Change is constant, it is inevitable. In economics, when there is change, there is

response, good and bad, it depends on the situation and what changes are made.

During our research, we have been able to define what Elasticity is and the three

degrees that comes with it. Elasticity is a measure of how much buyers and sellers

respond to changes in market conditions. Changes or factors such as the price of the

good, the income of the consumers or the substitute of a good. These changes will

greatly affect the demand or the amount supplied in respond to it. There are three

degrees of elasticity in terms of how responsive demand and supply are: Elastic,

Inelastic and Unitary. If there is a change of a determinant, and if in turn it will lead to a

greater change in demand or supply, it is called Elastic, in which the coefficient of the

elasticity is greater than 1. If there is a change in a determinant and in turn it will lead to

proportionately lesser change in demand or supply, it is called Inelastic, in which the

coefficient of the elasticity is lesser than 1. If there is a change in a determinant and in

turn will lead to a proportionately equal change in demand or supply, it is called Unitary,

in which the coefficient of the elasticity is equal to 1.

The Elasticity of Demand measures the percentage change in quantity

demanded for a percentage change in the price. Simply, the relative change in demand

for a commodity as a result of a relative change in its price is called as the elasticity of
demand. There are three types of elasticity of demand that deals with the responses to

a change in the price of the good itself, in income, and in the price of a related good,

which is a substitute or a complement. In ED, there are 3 ways to solve it, the Price

Elasticity of Demand which deals with the price changes, Income Elasticity of Demand

which deals with income changes and Cross Price Elasticity of Demand which deals

with substitute and complements of a good or product.

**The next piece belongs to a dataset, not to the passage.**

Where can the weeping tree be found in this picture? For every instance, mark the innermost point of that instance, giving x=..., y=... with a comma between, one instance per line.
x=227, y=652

The price elasticity of supply measures the responsiveness of the producers to

price change. If there is a price change, how will it affect the quantity supplied by the

producers? That is Elasticity of Supply. Inelastic supply which means if there is a

change in price and it does not result in an equivalent change in the supply because the

product has many substitutes and it is not a basic necessity. Elastic supply if the change

in supply is more than the percent change in price like as the price increases to one

percent, the supply increases more than one percent, this goods are more of a basic

necessities that’s why people won’t react for the price, because they need it in their life.

Supply is unitary if an increase in price also get an equivalent increase in the supply, it

is equal. In solving the elasticity of demand and supply, the same formula is used.

We’d been able to demonstrate the formula used in front of the class and

learned from it. In Economics, we will get to learn how these changes or factors will

greatly and immensely affect the demand and supply of a good, why, how and how to

compute the elasticity of elasticity.